ARTIGO

“Construção”

“Construção”

Por Rodrigo Daum

Por Rodrigo Daum

Publicada há 3 anos

Quando nascemos, recebemos uma identidade. Um registro frio e burocrático que nos organiza dentro de um sistema. Uma folha de papel registrada em cartório que nos identifica como seres que existem em determinada ordem social. Dentro do campo da psicologia, nossa identidade nunca está pronta, ela está em constante construção. As frustrações, os conhecimentos científicos, culturais, nossas percepções se transformam e com isso a gente também se percebe de forma diferente a cada dia e acomoda esse novo em nosso interior. 

A novela “A força do querer”, reprisada em horário nobre pela Rede Globo, traz uma importante reflexão – A personagem Ivana, ao longo da trama se descobre “trans”, depois de várias transformações hormonais, físicas e psicológicas, tem uma conversa com a personagem Zuleide, conhecida por Zu. Esta é uma espécie de governanta que trabalha em sua casa desde antes de seu nascimento e que ajudou a criá-la. Nessa nova fase revela: “Eu não pedi para nascer, Zu. Eu demorei para nascer. Eu nasci agora”. Uma cena muito tocante e que nos faz refletir acerca de vários aspectos de nossa vida. 

Curiosamente, eu tenho pensado muito nesse “nascer” simbólico que a personagem traz em sua fala. Faz algum tempo, li um texto da escritora Lígia Guerra que fala desse assunto de forma contrária. Em seu texto, cujo título é “O dia em que morri”, ela traz uma reflexão a respeito de quando nos anulamos como seres humanos e individuais e morremos diariamente. É como se nossa construção como indivíduos ficasse comprometida, como se ficássemos estagnados. A partir daquela leitura comecei a perceber os departamentos de minha vida que mereciam uma atenção especial. 

Percebo que toda vez que caminho, por questão de estética e de saúde, estou optando por uma vida melhor. Durante a caminhada pondero os conflitos do dia, e vejo o que foi positivo para potencializar, e que foi negativo para ressignificar. Isso é (re)nascer. Quando leio um bom texto, um bom livro, vejo uma novela, uma série ou assisto a um filme, trago aqueles ensinamentos para minha vida como forma de aprendizado, estou (re)nascendo a cada reflexão. Estou em processo de construção.  

Quando vou ao médico cuidar da minha saúde física, visito o psicólogo para cuidar da minha saúde emocional, sinto-me muito satisfeito. Estou olhando para mim, descobrindo meus pontos fracos e fortes. Eles me tornam quem sou. Quando preparo um prato, mesmo que seja muito simples mas o faço como se fosse um banquete, não na quantidade e sim na qualidade, no significado, depois o saboreio com toda a pompa possível e em minha própria companhia, descubro que solitude não é solidão. Aprendi o que é autoestima. Estou me (re)construindo. 

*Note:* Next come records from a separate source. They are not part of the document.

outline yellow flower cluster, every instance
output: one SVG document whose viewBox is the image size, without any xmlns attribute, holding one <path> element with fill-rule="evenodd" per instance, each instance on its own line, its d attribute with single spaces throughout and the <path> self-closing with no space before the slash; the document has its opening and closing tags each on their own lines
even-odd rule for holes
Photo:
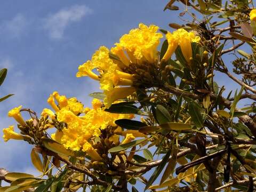
<svg viewBox="0 0 256 192">
<path fill-rule="evenodd" d="M 100 82 L 100 87 L 105 95 L 104 105 L 108 108 L 115 101 L 126 98 L 135 91 L 133 86 L 133 74 L 126 73 L 131 64 L 155 63 L 158 60 L 157 47 L 163 35 L 157 33 L 158 27 L 143 23 L 139 28 L 131 30 L 121 37 L 119 42 L 111 51 L 101 46 L 92 55 L 91 60 L 81 65 L 76 74 L 77 77 L 89 76 Z M 163 59 L 167 60 L 180 45 L 188 63 L 192 57 L 191 42 L 198 43 L 200 38 L 194 33 L 180 29 L 166 35 L 168 49 Z M 119 59 L 110 57 L 114 54 Z M 98 74 L 95 71 L 98 71 Z"/>
<path fill-rule="evenodd" d="M 97 68 L 99 75 L 92 71 Z M 100 81 L 100 89 L 103 90 L 107 96 L 104 100 L 105 107 L 108 108 L 115 101 L 111 96 L 113 92 L 118 86 L 131 86 L 133 77 L 131 74 L 124 73 L 118 65 L 115 63 L 109 58 L 109 50 L 105 46 L 101 46 L 93 55 L 92 60 L 87 61 L 78 67 L 77 77 L 88 76 L 93 79 Z M 123 93 L 118 99 L 124 99 L 135 91 L 131 86 L 127 88 L 127 91 Z M 117 89 L 118 90 L 118 89 Z"/>
<path fill-rule="evenodd" d="M 256 9 L 253 9 L 250 13 L 250 19 L 256 22 Z"/>
<path fill-rule="evenodd" d="M 120 42 L 116 44 L 117 49 L 124 50 L 133 63 L 153 63 L 158 60 L 157 47 L 163 37 L 161 33 L 157 33 L 158 28 L 154 25 L 148 27 L 140 23 L 139 28 L 131 30 L 120 38 Z M 116 49 L 115 47 L 111 51 L 122 58 Z"/>
<path fill-rule="evenodd" d="M 88 147 L 90 139 L 93 136 L 99 136 L 101 130 L 108 126 L 116 126 L 115 121 L 117 119 L 133 117 L 133 115 L 111 114 L 105 111 L 104 108 L 101 107 L 103 103 L 97 99 L 93 100 L 92 104 L 93 108 L 87 109 L 84 116 L 78 116 L 66 108 L 57 111 L 58 121 L 66 123 L 67 126 L 62 131 L 57 131 L 52 135 L 53 139 L 66 148 L 86 152 L 86 150 L 90 148 Z"/>
<path fill-rule="evenodd" d="M 198 43 L 200 37 L 196 36 L 193 32 L 188 32 L 183 29 L 179 29 L 172 34 L 168 31 L 166 37 L 168 41 L 168 48 L 163 60 L 167 60 L 171 58 L 178 46 L 180 45 L 183 55 L 189 63 L 192 57 L 191 43 Z"/>
<path fill-rule="evenodd" d="M 3 132 L 4 132 L 3 138 L 4 141 L 6 142 L 10 139 L 15 140 L 22 140 L 24 139 L 23 136 L 14 131 L 14 127 L 13 125 L 11 125 L 8 128 L 3 129 Z"/>
<path fill-rule="evenodd" d="M 57 101 L 58 106 L 56 105 L 55 100 Z M 61 109 L 67 109 L 76 115 L 82 113 L 84 109 L 83 105 L 78 102 L 77 99 L 76 98 L 67 99 L 65 95 L 60 95 L 57 91 L 54 91 L 50 95 L 47 101 L 56 112 Z M 48 115 L 53 118 L 52 117 L 54 117 L 53 114 L 54 113 L 50 109 L 44 109 L 41 115 Z"/>
</svg>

Eu adoro uma comprinha. Quem não gosta?! Porém, para não “arrancar os cabelos” no final do mês, planejo os meus gastos e cuido da minha saúde financeira. Estou construindo significados para usar os utensílios e não gastar dinheiro com aquilo de que não preciso. Quando planejo meu tempo para ser proveitoso e fazer tudo de que gosto e de que preciso. Neste momento, escolho a tranquilidade. Quando aproveito cada cantinho da minha casa como se fosse o melhor lugar do mundo – afinal é minha casa. Opto pelo aconchego. 

Percebo ao final de cada dia, de cada semana que estou sempre diferente, pensando diferente. Quando lanço um olhar para um tempo um pouco mais distante então, percebo quão significativas são as mudanças por que passei e continuo passando. Às vezes sinto-me como a personagem Andrea de “O diabo veste Prada”, interpretada por Anne Hattaway, quando se olha no espelho e se assusta com sua transformação. Que a reflexão nos sirva sempre para nos melhorar, para aprender, para mudar o caminho caso aquele em que estamos não esteja do nosso agrado. Que os nossos renascimentos, pequenos ou grandes como o da personagem Ivana, não nos impeçam de nos (re)construir quantas vezes forem necessárias.